This repository is an R package to implement the methods in "High-dimensional confounding adjustment using continuous spike and slab priors" by Joseph Antonelli, Giovanni Parmigiani, and Francesca Dominici. The paper can be found at the following link:
https://arxiv.org/pdf/1704.07532.pdf
Currently, the software only allows for fully Bayesian inference with MCMC, but we are in the process of writing software that also estimates posterior modes of treatment effects. This will not provide valid measures of uncertainty, but will estimate quantities with much less computation time and will allow for automatic confounder selection as some confounders will have coefficients hard thresholded to zero. If you have any questions regarding the software don't hesitate to contact Joseph Antonelli at jantonelli111@gmail.com, and please report any bugs that you find!
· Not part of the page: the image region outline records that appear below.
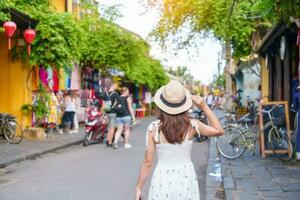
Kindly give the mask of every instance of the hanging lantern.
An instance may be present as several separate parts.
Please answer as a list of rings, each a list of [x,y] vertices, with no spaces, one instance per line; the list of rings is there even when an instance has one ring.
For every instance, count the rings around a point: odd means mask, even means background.
[[[34,30],[32,30],[31,28],[28,28],[24,31],[24,39],[25,39],[26,43],[28,44],[28,46],[27,46],[28,55],[30,55],[30,45],[33,42],[34,38],[35,38]]]
[[[17,25],[15,22],[8,21],[3,24],[5,35],[8,37],[8,49],[11,49],[11,37],[14,35]]]

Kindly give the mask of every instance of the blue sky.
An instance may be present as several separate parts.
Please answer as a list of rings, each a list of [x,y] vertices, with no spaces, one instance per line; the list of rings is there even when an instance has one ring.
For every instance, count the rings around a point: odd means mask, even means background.
[[[161,60],[164,66],[187,66],[196,80],[205,84],[212,81],[213,74],[217,72],[218,52],[222,49],[217,40],[205,39],[197,48],[181,50],[174,50],[174,46],[170,44],[170,48],[162,50],[157,43],[148,39],[148,34],[159,19],[159,13],[154,10],[145,13],[145,8],[139,4],[139,0],[101,0],[100,4],[122,4],[120,11],[123,17],[116,22],[146,39],[151,45],[151,55]]]

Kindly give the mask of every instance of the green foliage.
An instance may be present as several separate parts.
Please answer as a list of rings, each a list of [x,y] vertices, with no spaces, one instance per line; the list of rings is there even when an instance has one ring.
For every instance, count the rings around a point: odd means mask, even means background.
[[[215,81],[213,82],[214,87],[223,87],[225,88],[225,74],[221,74],[215,77]]]
[[[281,19],[300,16],[300,0],[144,1],[162,12],[153,33],[157,40],[164,42],[169,35],[189,27],[191,32],[213,33],[221,41],[231,41],[234,57],[249,55],[255,31],[269,28]]]
[[[8,3],[6,1],[0,1],[0,22],[3,22],[5,20],[9,19],[9,14],[5,12],[5,9],[7,8]],[[2,32],[2,27],[0,28],[0,32]]]
[[[98,8],[81,1],[81,19],[57,13],[48,0],[12,0],[16,9],[39,21],[30,57],[25,47],[14,48],[14,57],[31,66],[70,68],[73,63],[92,66],[105,73],[107,68],[125,72],[126,78],[154,90],[167,81],[161,64],[149,56],[148,44],[140,36],[113,23],[118,6]]]
[[[39,21],[29,57],[31,66],[68,68],[79,59],[83,30],[73,15],[52,12],[47,0],[16,0],[15,6]],[[28,59],[25,49],[15,49],[15,55]]]

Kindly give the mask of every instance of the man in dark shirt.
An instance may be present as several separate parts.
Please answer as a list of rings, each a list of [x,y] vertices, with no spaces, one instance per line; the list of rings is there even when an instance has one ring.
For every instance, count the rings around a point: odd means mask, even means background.
[[[107,142],[108,147],[112,146],[112,140],[114,138],[115,129],[116,129],[116,116],[117,114],[113,111],[112,106],[120,98],[119,93],[116,91],[117,84],[113,83],[108,89],[108,99],[106,102],[106,107],[108,108],[108,133],[107,133]]]

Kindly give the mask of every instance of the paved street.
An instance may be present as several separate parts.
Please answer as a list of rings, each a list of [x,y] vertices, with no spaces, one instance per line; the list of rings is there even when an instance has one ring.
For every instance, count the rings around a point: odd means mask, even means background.
[[[133,199],[145,130],[151,120],[142,120],[134,127],[132,149],[78,145],[0,169],[0,199]],[[195,143],[193,161],[201,198],[205,195],[207,152],[207,143]]]

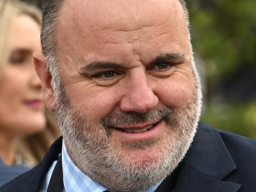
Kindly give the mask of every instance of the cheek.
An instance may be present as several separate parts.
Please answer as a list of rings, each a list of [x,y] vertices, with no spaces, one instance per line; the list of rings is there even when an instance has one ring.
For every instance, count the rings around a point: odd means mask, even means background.
[[[182,107],[192,101],[193,81],[178,78],[160,79],[155,94],[160,103],[171,107]]]
[[[73,109],[86,117],[102,120],[114,110],[121,93],[114,88],[95,87],[79,89],[69,93]],[[75,98],[75,99],[72,99]]]

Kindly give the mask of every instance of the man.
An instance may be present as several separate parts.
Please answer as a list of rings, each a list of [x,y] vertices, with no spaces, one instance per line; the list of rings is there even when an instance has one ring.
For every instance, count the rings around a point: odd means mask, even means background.
[[[198,124],[183,1],[43,9],[35,65],[63,140],[1,192],[256,191],[255,142]]]

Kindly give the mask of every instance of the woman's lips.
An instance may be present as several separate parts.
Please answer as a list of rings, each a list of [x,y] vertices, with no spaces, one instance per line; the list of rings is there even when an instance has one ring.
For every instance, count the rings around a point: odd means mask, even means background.
[[[35,109],[41,109],[43,106],[43,101],[39,99],[26,100],[24,103],[26,106]]]

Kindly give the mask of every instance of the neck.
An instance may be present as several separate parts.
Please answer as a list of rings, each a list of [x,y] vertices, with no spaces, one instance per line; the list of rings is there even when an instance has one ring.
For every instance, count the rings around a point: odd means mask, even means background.
[[[7,135],[0,133],[0,157],[6,164],[11,165],[15,163],[15,138]]]

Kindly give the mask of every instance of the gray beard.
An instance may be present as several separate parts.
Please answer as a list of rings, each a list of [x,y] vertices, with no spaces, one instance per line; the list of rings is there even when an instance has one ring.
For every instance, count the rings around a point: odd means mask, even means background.
[[[182,108],[158,106],[143,114],[113,111],[101,122],[82,116],[72,109],[59,82],[54,92],[55,113],[71,159],[92,179],[113,191],[138,192],[161,182],[184,157],[196,132],[201,94],[199,78],[196,72],[193,72],[195,85],[193,101]],[[119,146],[111,144],[111,127],[161,120],[168,126],[167,134],[163,133],[149,140],[121,141]],[[168,139],[161,139],[163,137]],[[157,158],[149,157],[149,162],[138,161],[132,156],[128,159],[122,153],[125,148],[149,150],[156,144],[159,145],[158,155]]]

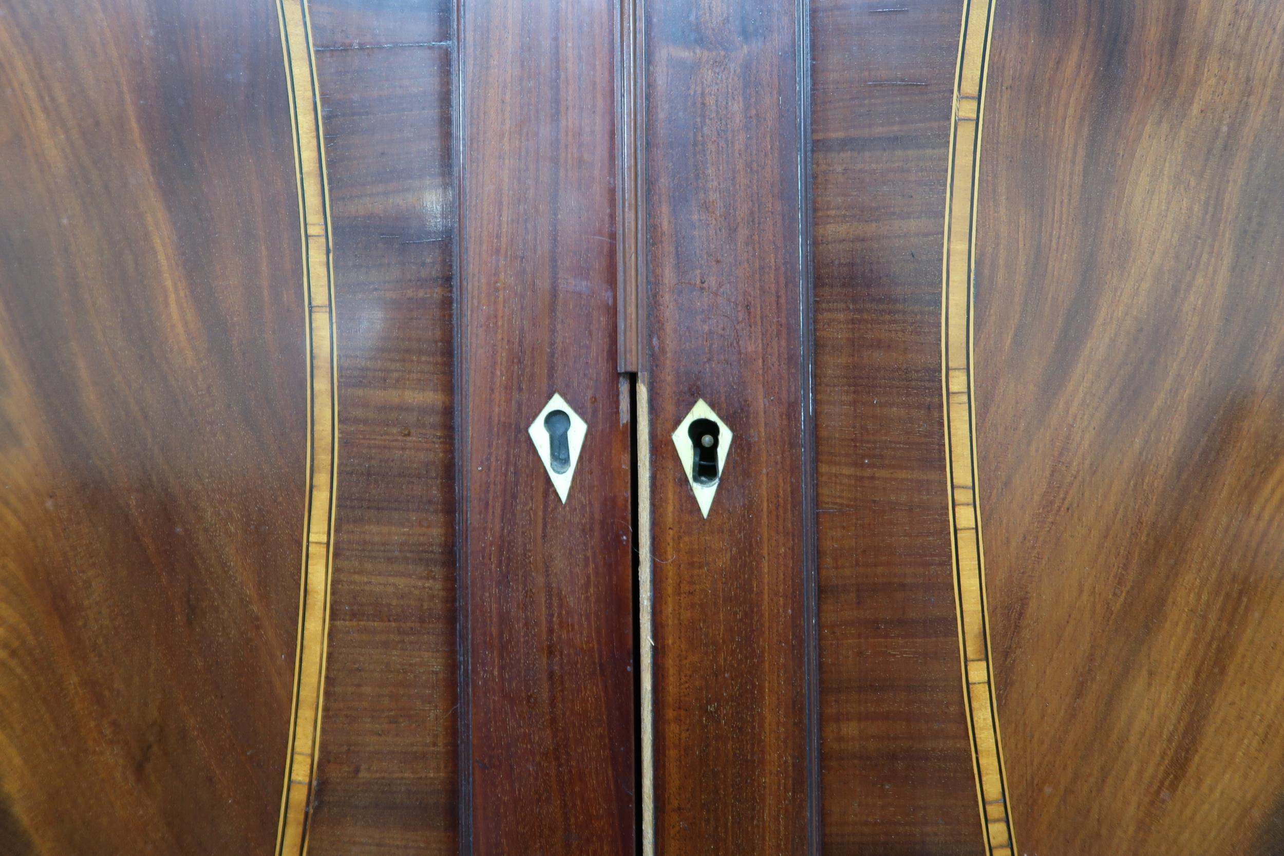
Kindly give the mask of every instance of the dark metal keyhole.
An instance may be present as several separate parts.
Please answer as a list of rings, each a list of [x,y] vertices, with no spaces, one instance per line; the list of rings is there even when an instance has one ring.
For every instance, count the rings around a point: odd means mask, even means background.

In this section we will show you how to use the main functions of the HDconfounding R package. We will simulate data under both a binary and continuous outcome and show how to analyze them using the various functions in the package. Throughout we will use a sample size of $$n=200$$ and p=200. In general the software will work for larger sample sizes and covariate dimensions, however, we the code might take substantially longer for covariate dimensions in the thousands.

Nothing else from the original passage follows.